When the Chattanooga Times Free Press launched its website in 2004, the site was only accessible to paid subscribers and featured only a handful of section pages and links. Four years later, in early 2008, the redesigned online presence of timesfreepress.com debuted, with an emphasis on breaking news, video and multimedia. The site features all local content in the paper, an online edition of the news product, and classified ads, as well. In late 2010, the newspaper launched "Right 2 Know", an online database of police mugshots, salaries of government employees, and a map of shootings in Hamilton County, but in August 2020, the newspaper removed the database, noting that the information published rarely met the newspaper's editorial standard of newsworthiness.

==Other publications==
The Times Free Press is also responsible for several other niche publications:
- Chatter – a monthly magazine launched in 2008 with feature stories from around the area
- "Get Out" – a monthly magazine focused on everything outdoor in Chattanooga and the surrounding area
- "Edge" – a monthly magazine focused on local business
- Noticias Libres – a free weekly Spanish language paper distributed around the Chattanooga area
- ChattanoogaNow – a weekend publication distributed in every Thursday's Times Free Press that covers music, movies, dining and arts
- "Dining Out" – a weekly publication focused on food and restaurants

==Current and past publishers and contributors==
- Julius Ochs Adler, president and publisher, The Chattanooga Times and general manager of The New York Times until 1955.
- Charles L. Bartlett, reporter, Washington bureau, The Chattanooga Times, 1946–1962. Pulitzer Prize winner for national reporting, 1956, for articles leading to the resignation of Secretary of the Air Force Harold E. Talbott.
- Clay Bennett, editorial cartoonist, combined papers, 2007–present. Pulitzer Prize winner for editorial cartooning in 2002 at the Christian Science Monitor.
- Bill Dedman, copy boy, copy editor, reporter for The Chattanooga News-Free Press and then The Chattanooga Times, 1977–1983. Pulitzer Prize winner, investigative reporting, 1989.

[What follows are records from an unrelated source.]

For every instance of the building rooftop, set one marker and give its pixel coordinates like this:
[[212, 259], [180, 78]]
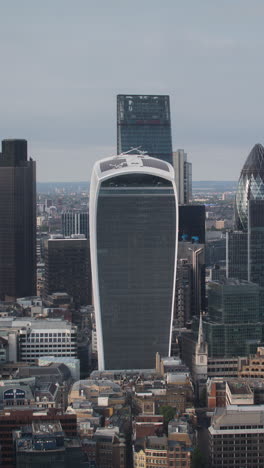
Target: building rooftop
[[239, 388]]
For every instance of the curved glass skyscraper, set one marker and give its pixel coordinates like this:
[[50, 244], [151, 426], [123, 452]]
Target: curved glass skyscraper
[[133, 226], [250, 185]]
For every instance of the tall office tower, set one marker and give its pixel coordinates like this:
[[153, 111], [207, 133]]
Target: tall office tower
[[183, 176], [234, 323], [18, 221], [237, 255], [192, 223], [250, 186], [67, 268], [183, 294], [133, 230], [144, 122], [75, 222], [194, 255]]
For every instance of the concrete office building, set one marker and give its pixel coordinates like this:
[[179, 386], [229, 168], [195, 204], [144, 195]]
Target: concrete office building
[[143, 121], [67, 267], [234, 323], [75, 222], [18, 221], [183, 176], [236, 437], [29, 339], [133, 226]]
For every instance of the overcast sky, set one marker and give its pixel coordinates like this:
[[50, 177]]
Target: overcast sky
[[62, 63]]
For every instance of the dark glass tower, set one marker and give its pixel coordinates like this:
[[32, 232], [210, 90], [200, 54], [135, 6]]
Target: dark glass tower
[[250, 185], [144, 121], [133, 226], [67, 268], [234, 323], [18, 221], [75, 223]]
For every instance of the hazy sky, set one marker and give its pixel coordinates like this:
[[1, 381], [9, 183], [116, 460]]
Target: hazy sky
[[62, 63]]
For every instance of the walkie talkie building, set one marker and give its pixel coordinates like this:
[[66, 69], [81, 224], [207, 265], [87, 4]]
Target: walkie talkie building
[[133, 238]]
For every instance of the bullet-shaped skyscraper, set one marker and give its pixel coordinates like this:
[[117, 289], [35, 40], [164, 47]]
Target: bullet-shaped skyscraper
[[133, 238], [18, 221]]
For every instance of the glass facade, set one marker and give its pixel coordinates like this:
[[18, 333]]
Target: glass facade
[[234, 323], [136, 237], [237, 255], [192, 223], [250, 185], [75, 223], [144, 122], [67, 269], [18, 221]]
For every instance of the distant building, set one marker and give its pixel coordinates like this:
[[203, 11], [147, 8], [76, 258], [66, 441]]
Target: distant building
[[190, 256], [234, 323], [250, 186], [183, 176], [75, 222], [192, 223], [224, 392], [14, 420], [110, 448], [174, 450], [18, 221], [143, 121], [67, 268], [133, 226], [29, 339], [236, 437]]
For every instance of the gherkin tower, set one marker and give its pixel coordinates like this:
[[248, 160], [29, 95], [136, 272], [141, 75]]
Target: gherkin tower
[[250, 185]]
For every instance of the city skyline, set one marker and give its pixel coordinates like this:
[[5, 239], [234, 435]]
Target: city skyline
[[68, 64]]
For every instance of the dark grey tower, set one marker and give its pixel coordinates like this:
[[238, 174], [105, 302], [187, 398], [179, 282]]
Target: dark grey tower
[[133, 235], [144, 121], [18, 221]]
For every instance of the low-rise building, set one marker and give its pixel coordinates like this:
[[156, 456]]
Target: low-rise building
[[236, 437], [164, 451]]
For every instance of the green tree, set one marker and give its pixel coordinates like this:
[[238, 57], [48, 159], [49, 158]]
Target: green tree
[[168, 413]]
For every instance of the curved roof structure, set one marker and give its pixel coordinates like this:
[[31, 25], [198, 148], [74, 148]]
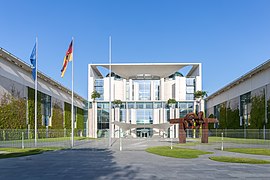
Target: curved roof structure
[[161, 70]]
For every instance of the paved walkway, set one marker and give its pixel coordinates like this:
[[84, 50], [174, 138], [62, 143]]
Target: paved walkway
[[86, 161]]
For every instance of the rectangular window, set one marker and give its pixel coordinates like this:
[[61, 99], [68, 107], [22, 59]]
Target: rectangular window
[[157, 105], [99, 87], [190, 89], [131, 105], [189, 96], [190, 81]]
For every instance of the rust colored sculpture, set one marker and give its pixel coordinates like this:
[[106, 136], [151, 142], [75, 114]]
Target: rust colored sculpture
[[193, 121]]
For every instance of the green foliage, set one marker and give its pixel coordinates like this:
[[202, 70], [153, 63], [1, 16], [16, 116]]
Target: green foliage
[[67, 115], [31, 109], [200, 94], [228, 118], [80, 119], [257, 113], [57, 117], [12, 112]]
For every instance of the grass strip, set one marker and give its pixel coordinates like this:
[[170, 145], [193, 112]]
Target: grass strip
[[16, 152], [238, 160], [176, 152], [257, 151]]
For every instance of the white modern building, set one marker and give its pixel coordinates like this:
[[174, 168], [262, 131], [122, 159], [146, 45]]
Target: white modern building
[[243, 103], [144, 90], [16, 80]]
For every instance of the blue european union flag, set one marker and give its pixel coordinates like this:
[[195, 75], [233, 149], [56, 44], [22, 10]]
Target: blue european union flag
[[33, 62]]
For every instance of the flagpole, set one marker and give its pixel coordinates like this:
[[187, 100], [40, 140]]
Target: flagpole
[[36, 93], [72, 96], [110, 99]]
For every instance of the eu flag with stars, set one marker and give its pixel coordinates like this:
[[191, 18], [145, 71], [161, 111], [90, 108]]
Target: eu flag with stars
[[33, 62]]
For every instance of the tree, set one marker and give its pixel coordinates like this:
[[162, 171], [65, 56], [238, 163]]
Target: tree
[[200, 94], [95, 95]]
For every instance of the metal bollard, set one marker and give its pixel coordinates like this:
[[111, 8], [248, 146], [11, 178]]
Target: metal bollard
[[222, 141], [22, 140]]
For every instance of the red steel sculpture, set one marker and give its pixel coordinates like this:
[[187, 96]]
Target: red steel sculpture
[[193, 121]]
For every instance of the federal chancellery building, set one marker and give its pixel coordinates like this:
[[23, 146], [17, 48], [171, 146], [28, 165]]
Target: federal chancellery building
[[143, 90], [245, 102], [17, 90]]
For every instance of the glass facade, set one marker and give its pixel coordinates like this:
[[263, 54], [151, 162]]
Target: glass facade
[[46, 107], [245, 107], [144, 92], [102, 119], [190, 88], [142, 99], [99, 87]]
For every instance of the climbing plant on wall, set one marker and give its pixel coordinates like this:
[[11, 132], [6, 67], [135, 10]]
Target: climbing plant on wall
[[257, 112], [222, 117], [57, 116], [31, 109], [80, 119], [12, 112]]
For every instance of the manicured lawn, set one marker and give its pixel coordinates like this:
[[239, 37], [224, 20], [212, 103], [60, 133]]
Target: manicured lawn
[[59, 139], [16, 152], [176, 152], [238, 160], [257, 151], [238, 140]]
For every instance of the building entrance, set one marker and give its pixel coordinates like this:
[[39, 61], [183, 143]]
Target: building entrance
[[144, 132]]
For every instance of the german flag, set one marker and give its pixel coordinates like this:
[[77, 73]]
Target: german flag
[[67, 58]]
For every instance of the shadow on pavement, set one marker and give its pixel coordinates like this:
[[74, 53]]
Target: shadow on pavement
[[85, 163]]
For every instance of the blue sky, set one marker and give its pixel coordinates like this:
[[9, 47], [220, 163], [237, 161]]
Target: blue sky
[[229, 37]]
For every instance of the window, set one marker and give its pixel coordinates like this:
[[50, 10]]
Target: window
[[189, 96], [185, 108], [99, 87], [190, 89], [144, 89], [190, 81]]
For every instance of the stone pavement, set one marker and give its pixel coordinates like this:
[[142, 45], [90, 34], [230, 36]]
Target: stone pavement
[[89, 161]]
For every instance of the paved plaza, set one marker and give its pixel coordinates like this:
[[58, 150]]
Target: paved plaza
[[92, 160]]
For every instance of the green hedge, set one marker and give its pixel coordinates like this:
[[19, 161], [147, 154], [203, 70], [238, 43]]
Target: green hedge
[[12, 112], [31, 109], [257, 113], [80, 119]]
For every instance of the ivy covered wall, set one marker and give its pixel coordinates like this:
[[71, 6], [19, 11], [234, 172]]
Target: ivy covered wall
[[57, 116], [257, 113], [67, 115], [80, 119], [12, 112], [31, 109]]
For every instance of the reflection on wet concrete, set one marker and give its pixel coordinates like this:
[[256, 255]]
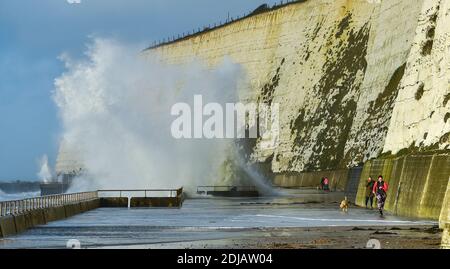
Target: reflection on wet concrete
[[203, 219]]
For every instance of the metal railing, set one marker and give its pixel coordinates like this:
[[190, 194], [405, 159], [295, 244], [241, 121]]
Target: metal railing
[[25, 205], [225, 188], [145, 192], [210, 27]]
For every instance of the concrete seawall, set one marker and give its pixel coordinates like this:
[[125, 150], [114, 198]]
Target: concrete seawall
[[444, 221], [338, 179], [417, 184], [15, 224]]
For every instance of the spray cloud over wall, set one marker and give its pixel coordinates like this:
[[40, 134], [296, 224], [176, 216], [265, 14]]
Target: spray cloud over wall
[[115, 108]]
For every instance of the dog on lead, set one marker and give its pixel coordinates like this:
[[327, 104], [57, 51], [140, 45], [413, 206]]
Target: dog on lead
[[344, 205]]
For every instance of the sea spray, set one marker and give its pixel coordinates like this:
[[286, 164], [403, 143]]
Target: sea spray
[[45, 173], [115, 106]]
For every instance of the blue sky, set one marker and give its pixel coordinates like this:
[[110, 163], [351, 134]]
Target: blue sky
[[34, 33]]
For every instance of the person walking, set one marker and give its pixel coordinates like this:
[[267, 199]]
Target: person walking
[[380, 191], [369, 192], [326, 184]]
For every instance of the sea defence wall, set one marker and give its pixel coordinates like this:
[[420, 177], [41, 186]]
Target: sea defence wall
[[417, 184], [21, 215], [357, 81], [18, 223]]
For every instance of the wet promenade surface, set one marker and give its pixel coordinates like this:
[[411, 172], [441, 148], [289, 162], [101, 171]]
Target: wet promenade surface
[[298, 219]]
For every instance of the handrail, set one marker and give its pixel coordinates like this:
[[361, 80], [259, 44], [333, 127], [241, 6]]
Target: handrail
[[14, 207], [177, 192], [228, 21], [228, 188]]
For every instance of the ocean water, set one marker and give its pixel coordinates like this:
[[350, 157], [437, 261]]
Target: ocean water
[[17, 196]]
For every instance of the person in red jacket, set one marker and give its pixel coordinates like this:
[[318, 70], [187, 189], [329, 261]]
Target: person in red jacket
[[380, 190]]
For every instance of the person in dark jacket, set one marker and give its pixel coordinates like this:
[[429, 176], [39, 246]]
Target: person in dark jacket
[[326, 184], [380, 191], [369, 192]]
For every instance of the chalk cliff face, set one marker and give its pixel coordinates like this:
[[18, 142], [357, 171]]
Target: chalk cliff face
[[354, 79]]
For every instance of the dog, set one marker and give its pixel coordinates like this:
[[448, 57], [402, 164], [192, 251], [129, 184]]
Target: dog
[[344, 205]]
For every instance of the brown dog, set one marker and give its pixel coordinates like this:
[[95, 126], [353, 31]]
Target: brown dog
[[344, 205]]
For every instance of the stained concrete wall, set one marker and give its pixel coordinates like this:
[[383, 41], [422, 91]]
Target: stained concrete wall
[[417, 184], [156, 202], [338, 179]]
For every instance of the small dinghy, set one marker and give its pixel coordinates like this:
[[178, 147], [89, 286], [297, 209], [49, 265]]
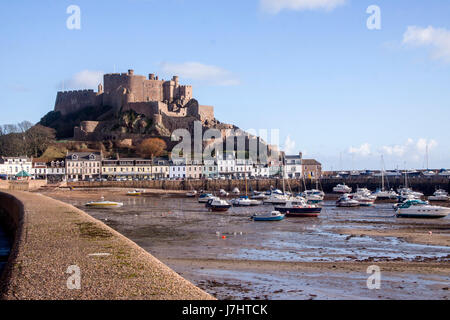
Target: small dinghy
[[421, 209], [104, 204], [272, 216], [218, 205], [191, 194], [136, 192]]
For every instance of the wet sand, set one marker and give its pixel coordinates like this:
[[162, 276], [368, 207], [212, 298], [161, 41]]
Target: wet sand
[[230, 256]]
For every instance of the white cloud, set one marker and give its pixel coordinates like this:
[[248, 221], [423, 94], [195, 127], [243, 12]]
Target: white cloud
[[275, 6], [85, 79], [436, 38], [197, 71], [289, 145], [410, 148], [422, 144], [363, 150]]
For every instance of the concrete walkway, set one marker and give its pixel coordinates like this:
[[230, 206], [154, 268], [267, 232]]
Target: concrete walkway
[[53, 236]]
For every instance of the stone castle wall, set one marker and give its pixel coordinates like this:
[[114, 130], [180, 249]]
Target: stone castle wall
[[72, 101]]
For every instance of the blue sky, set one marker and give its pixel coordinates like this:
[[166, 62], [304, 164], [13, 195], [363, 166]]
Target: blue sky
[[310, 68]]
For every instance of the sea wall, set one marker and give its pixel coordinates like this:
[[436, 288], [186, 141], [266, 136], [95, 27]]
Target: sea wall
[[61, 253], [424, 184], [22, 185]]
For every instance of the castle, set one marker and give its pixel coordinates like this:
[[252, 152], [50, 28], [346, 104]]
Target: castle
[[127, 91], [167, 103]]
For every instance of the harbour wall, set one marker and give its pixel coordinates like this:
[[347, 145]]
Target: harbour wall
[[424, 184], [22, 185], [61, 253]]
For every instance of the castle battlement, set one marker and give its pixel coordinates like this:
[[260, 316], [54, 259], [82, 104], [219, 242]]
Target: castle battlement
[[128, 91]]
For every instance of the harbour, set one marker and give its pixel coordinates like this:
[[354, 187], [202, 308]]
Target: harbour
[[232, 257]]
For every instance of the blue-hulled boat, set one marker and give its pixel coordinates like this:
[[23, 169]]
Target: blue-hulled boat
[[272, 216]]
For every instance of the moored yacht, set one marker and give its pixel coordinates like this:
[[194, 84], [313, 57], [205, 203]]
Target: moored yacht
[[439, 195], [205, 197], [345, 201], [299, 208], [342, 188], [421, 209], [218, 205]]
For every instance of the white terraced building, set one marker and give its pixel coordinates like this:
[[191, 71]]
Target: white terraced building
[[177, 170], [226, 165], [13, 165]]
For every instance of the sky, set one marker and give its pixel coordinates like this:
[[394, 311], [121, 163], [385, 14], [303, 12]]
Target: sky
[[342, 84]]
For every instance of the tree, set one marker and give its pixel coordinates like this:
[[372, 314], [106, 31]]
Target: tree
[[152, 147], [37, 139], [10, 128], [24, 126]]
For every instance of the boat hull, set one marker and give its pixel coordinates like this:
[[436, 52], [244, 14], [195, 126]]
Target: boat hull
[[219, 208], [278, 218], [299, 212], [421, 216]]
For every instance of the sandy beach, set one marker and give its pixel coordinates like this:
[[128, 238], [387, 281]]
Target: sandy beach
[[326, 258]]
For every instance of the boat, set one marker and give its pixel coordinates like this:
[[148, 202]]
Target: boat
[[299, 208], [218, 205], [136, 192], [191, 194], [345, 201], [258, 195], [205, 197], [104, 204], [408, 194], [276, 199], [272, 216], [439, 195], [313, 196], [364, 201], [364, 196], [421, 209], [342, 188], [385, 195], [244, 201]]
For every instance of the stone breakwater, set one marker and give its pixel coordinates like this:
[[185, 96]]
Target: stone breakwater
[[50, 237], [424, 184]]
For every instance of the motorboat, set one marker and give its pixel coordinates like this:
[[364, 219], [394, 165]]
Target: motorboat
[[364, 200], [342, 188], [272, 216], [191, 194], [313, 196], [205, 197], [244, 201], [218, 205], [277, 199], [420, 209], [408, 194], [258, 195], [364, 197], [410, 202], [345, 201], [385, 194], [299, 208], [104, 204], [439, 195], [136, 192]]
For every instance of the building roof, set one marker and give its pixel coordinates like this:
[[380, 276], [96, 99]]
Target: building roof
[[311, 162], [84, 156]]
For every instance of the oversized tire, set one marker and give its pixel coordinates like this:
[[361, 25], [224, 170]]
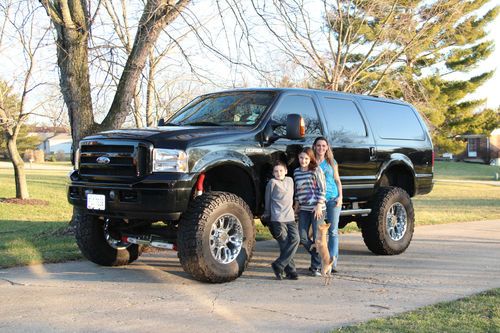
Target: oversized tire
[[389, 228], [99, 244], [216, 237]]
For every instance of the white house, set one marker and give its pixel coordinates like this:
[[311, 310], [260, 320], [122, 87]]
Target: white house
[[60, 142]]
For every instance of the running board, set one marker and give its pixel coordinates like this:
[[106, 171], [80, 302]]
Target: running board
[[349, 212]]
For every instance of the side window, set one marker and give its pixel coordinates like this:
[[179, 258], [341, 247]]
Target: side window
[[302, 105], [393, 121], [343, 120]]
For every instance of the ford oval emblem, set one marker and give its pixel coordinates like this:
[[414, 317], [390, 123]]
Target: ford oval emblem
[[103, 160]]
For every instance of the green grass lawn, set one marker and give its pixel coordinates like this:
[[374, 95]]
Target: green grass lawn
[[478, 313], [33, 234], [464, 171]]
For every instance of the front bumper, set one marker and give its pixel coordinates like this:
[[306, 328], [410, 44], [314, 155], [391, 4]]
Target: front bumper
[[156, 197]]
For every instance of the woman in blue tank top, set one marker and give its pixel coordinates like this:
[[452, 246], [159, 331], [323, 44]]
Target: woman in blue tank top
[[324, 157]]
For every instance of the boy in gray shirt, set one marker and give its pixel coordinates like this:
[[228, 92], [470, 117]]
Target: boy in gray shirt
[[279, 211]]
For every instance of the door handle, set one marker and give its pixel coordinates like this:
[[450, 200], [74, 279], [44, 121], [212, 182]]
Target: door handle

- Jeff Deloach, immediate past president.
- J. Todd Foster, editor, combined papers, 2010–2011. Editor of the Bristol Herald-Courier when it won the 2010 Pulitzer Prize for Public Service.
- Tom Griscom, executive editor and publisher, combined papers, 1999–2010.
- Ruth Sulzberger Holmberg, publisher, The Chattanooga Times. Granddaughter of Adolph Ochs, and mother of author Arthur Golden and Michael Golden, publisher of the International Herald Tribune.
- Robin Hood, photographer, The Chattanooga News-Free Press, 1970s. Pulitzer Prize winner for feature photography, 1977.
- Drew Johnson, editorial page editor.
- Roy McDonald, publisher, The Chattanooga Free Press and later The Chattanooga News-Free Press, 1933–1990.
- Jon Meacham, reporter, The Chattanooga Times, 1991–1992. Pulitzer Prize winner for biography, 2009.
- Albert Hodges Morehead, reporter, The Chattanooga Times, c. 1930.
- Alan Murray, reporter, The Chattanooga Times, c. 1977. Assistant managing editor and columnist, The Wall Street Journal.
- Adolph Ochs, publisher, The Chattanooga Times, 1878–1935. Later publisher of The New York Times. Died on a visit to Chattanooga.